The large variations between readings for each concentration does however question the reliability of the experiment although the averages do give results and a graph that is supported by the background research (decreasing change in mass as the concentration increases, and passing through the a-axis at approximately the right figure).

Limitations

There are several major limitations in this investigation, apart from the inaccuracies mentioned above, which if eliminated would allow much more accurate results to be obtained.

Firstly the time limit given for the experimental work. Since it was only possible to have a few hours practical time the number of readings that were obtained were less than adequate to make a detailed conclusion. Repeating the experiment more and more times would increase both the accuracy and reliability of the conclusions written on water potential in Celeriac.
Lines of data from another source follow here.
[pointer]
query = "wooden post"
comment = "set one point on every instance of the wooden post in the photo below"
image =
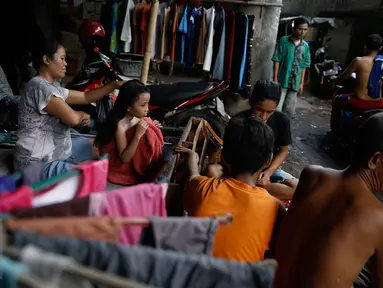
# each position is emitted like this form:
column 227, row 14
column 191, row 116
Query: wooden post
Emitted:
column 149, row 41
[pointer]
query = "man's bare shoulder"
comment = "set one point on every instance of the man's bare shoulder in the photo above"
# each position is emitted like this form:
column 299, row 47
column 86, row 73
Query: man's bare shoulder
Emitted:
column 311, row 178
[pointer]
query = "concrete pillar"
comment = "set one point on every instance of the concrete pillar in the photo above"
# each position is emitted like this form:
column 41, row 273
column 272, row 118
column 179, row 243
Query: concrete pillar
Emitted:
column 265, row 36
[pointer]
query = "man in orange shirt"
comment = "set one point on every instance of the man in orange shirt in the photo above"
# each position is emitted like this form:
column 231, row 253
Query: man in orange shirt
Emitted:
column 248, row 146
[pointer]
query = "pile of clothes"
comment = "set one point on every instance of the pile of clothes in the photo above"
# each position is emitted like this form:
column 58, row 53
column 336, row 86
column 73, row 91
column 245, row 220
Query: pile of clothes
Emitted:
column 69, row 231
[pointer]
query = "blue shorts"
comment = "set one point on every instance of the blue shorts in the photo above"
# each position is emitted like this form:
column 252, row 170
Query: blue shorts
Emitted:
column 280, row 175
column 81, row 151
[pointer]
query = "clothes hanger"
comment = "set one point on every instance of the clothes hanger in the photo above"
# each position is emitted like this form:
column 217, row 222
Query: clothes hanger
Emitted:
column 93, row 275
column 48, row 183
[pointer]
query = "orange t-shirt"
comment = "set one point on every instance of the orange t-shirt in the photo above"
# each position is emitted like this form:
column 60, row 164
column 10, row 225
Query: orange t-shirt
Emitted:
column 254, row 213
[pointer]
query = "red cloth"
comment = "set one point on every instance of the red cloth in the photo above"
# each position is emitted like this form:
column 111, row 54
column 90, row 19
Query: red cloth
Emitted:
column 351, row 102
column 144, row 165
column 19, row 199
column 94, row 177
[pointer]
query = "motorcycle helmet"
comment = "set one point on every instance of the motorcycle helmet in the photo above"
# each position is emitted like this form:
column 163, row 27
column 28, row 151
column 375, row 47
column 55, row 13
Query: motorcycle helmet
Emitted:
column 92, row 33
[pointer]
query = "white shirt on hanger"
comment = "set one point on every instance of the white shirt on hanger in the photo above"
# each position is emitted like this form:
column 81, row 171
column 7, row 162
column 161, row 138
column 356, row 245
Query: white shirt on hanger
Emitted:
column 126, row 33
column 210, row 15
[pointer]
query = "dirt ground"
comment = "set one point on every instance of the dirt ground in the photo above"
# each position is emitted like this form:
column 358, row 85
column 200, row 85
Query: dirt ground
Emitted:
column 309, row 132
column 310, row 128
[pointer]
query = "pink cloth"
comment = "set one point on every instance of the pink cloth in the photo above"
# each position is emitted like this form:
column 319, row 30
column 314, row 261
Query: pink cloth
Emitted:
column 19, row 199
column 94, row 177
column 144, row 200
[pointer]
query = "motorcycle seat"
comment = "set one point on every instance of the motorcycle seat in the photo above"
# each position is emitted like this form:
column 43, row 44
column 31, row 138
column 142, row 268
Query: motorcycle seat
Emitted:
column 168, row 94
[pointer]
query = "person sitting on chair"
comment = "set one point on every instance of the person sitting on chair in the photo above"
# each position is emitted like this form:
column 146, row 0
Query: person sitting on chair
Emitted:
column 264, row 101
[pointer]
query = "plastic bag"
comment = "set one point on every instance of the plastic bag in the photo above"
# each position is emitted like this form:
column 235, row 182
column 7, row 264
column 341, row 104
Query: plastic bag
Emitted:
column 103, row 107
column 9, row 114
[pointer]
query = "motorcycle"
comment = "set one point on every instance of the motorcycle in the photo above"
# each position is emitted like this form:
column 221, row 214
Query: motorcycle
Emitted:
column 323, row 74
column 323, row 69
column 346, row 121
column 171, row 104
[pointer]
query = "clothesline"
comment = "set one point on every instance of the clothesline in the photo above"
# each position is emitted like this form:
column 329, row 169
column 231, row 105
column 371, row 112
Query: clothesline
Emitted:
column 244, row 2
column 80, row 271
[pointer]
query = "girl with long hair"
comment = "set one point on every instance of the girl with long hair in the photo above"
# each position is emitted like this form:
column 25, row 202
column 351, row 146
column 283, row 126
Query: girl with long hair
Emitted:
column 132, row 140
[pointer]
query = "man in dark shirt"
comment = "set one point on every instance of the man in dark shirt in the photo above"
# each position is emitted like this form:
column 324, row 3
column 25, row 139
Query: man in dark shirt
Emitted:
column 263, row 102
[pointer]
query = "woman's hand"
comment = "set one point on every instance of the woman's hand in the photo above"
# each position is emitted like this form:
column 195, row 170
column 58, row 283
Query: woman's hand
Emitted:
column 141, row 128
column 186, row 151
column 119, row 84
column 85, row 120
column 158, row 124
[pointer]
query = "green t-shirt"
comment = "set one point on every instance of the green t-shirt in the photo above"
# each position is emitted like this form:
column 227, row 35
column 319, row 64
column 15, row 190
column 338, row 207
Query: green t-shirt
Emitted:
column 292, row 59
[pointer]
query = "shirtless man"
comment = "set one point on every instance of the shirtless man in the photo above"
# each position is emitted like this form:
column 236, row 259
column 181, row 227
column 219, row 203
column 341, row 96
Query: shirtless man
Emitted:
column 335, row 222
column 362, row 66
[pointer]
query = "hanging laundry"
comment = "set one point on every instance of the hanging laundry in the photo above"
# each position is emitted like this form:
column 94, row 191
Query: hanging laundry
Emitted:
column 19, row 199
column 114, row 36
column 7, row 184
column 183, row 28
column 75, row 207
column 173, row 25
column 146, row 162
column 51, row 267
column 93, row 178
column 194, row 19
column 219, row 42
column 88, row 228
column 156, row 50
column 126, row 33
column 210, row 16
column 32, row 173
column 200, row 55
column 244, row 56
column 154, row 267
column 184, row 234
column 247, row 77
column 230, row 45
column 10, row 272
column 144, row 25
column 164, row 47
column 145, row 200
column 240, row 48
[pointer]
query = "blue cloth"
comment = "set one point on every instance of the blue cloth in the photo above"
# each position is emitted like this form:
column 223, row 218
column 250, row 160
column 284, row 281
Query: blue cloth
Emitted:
column 7, row 184
column 191, row 32
column 10, row 272
column 243, row 62
column 219, row 65
column 183, row 28
column 375, row 78
column 81, row 151
column 280, row 175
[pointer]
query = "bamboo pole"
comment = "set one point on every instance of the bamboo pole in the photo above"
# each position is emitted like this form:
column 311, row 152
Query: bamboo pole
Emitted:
column 149, row 41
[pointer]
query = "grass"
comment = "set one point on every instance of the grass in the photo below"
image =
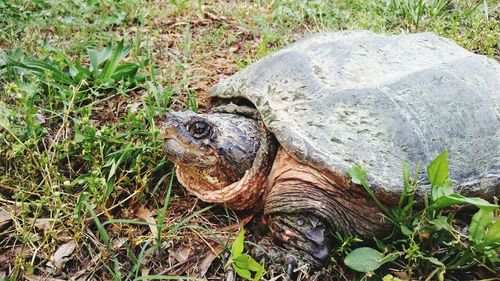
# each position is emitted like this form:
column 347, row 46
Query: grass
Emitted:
column 82, row 84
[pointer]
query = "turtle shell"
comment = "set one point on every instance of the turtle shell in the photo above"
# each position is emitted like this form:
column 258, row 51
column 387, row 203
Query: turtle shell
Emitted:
column 338, row 99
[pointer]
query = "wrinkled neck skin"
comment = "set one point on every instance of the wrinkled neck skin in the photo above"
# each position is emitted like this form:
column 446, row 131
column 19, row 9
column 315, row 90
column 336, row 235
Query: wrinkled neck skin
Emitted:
column 229, row 166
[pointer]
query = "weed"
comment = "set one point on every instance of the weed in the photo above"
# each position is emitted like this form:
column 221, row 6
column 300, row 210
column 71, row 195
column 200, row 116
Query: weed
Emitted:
column 243, row 263
column 428, row 238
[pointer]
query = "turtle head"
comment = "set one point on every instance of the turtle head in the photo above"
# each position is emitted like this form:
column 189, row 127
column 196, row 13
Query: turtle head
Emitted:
column 213, row 150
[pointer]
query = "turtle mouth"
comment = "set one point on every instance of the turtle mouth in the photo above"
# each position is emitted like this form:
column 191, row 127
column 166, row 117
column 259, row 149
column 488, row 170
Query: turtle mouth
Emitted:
column 183, row 152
Also the number of Celeriac plants available to use. Although when only repeating the experiment three times the same plant should be used, if the number of repetitions were to be increased so should the number of plants used. The question posed at the start of the investigation was not to find the water potential of one Celeriac plant, but an average reading for Celeriac. This could only be obtained by experimental work on numerous numbers of plants.

More accurate equipment would also allow more reliable readings to be taken; larger quantities of apparatus to reduce time taken and more people working together to cut out the time differences between the periods of time the chips of Celeriac were in the solution.

Anomalous results

The results obtained were relatively accurate considering all the inaccuracies mentions previously. There were however some anomalous results. A 21% increase at 0.1M and no change at 0.9M were way out from what was expected and the other two readings in their respective solution concentrations. This could have been due to a number of factors such as not waiting for the scales to finish calculating the weight, very inaccurate reading of the pipette or most likely a piece of Celeriac which was particularly more dense/less dense than the other cylinders.

Improvements

There are many improvements that could be applied to the experiment:

1. With more time the experiment could be repeating more times which would give an average results which would be far closer to the true value. This would be most noticeable in that the graph of solution concentration against percentage mass change would be a smooth curve or straight line.

2. More Celeriac plants would allow experiments on a variety of different plants which would give a more accurate reading for the water potential of Celeriac.

3. A team of scientists instead of just one. This would allow all of the chips to be cut and placed in the solutions at the same time and therefore cut out any inconsistencies in the timing of the experiment.

4. Making the 1M solution up closer to the time in which the experiment is going to take place would reduce the amount of water evaporating which increases the concentration of the solution.

5. Also mixing each solution using sucrose powder and water individually would cut out errors due to evaporating water and inaccuracies when measuring the sucrose solution in the pipettes. By calculating the ratio of sucrose powder to water for each concentration, the solutions could be prepared in each McCartney bottle.

Conclusion Validity

Taking into account the inaccuracies and problems mentioned above it can be concluded that although the results are not accurate enough to give a reliable figure for the water potential of Celeriac, they are accurate enough to show that it is noticeably lower than that of potato which supports the view that Celeriac brakes starch chaining down into short monosaccharides in cold weather.